I'm wearin awa', John
Like snaw wreaths when it's thaw, John.
Appended to this song were the 'old words,' i.e. the Jacobite song Weel May We a' Be before referred to.  The song underwent many changes, and its authorship remained for a great number of years a mystery.  In 1837 it appeared in Finlay Dun & Thomson's Vocal Melodies of Scotland, vol. ii.  Here the name John was changed to 'Jean'; the song was then frequently asserted to be by Burns, written on his deathbed and addressed to his wife Jean.  It was also sung, slightly altered, in the Waverley Drama, The Heart of Midlothian produced by Scott's friend, D Terry.

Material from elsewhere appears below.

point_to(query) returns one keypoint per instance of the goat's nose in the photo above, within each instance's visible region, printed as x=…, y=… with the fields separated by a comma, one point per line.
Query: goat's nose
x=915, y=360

The truth of the matter, as elicited from Lady Nairne when an old lady, is that she was the authoress, and that the song was written in 1798 or late in 1797, upon the death of the baby of a friend of hers, Mrs Campbell Colquhoun of Killermont.  She originally wrote the first line 'I'm wearing away John,' but who was the first to change the name into Jean it is now impossible to say, modern versions, however, accept this as the correct form.

The following air is from the Gow & Shepherd music-sheet, and is the first form of The Land of the Leal.

Shan Van Voght, The

An Irish political song which arose just before the time of the French invasion of Ireland at Bantry Bay in 1797.  While the words have remained the same, the airs to which they have been sung are numerous.  The Shan Van Voght (this is perhaps not the best English spelling for the Irish words, though the one most commonly used) literally means the 'poor old woman', typifying Ireland.

The words commence:

Oh, the French are on the sea, says the Shan Van Voght,
Oh, the French are on the sea, says the Shan Van Voght,
Oh, the French are on the sea, they'll be here without delay
And the Orange shall decay, Says the Shan Van Voght.
The song has frequently been prohibited as a rebel song during periods of political agitation.  Thomas Moore was bold enough to use one of the airs to which the song was sung, and wrote to it his brilliant lyric Love's Young Dream (issued January 1810), taking the tune from Edward Bullting's collection of 1809.

Other tunes are, or were, traditional in Ireland.  One of these traditional airs is given in Trench's Realities of Irish Life as follows (left).  Another was included in a serial publication called Edinburgh Tales, 1845, and other versions are to be found in Dr Joyce's recently published Old Irish Folk-Music.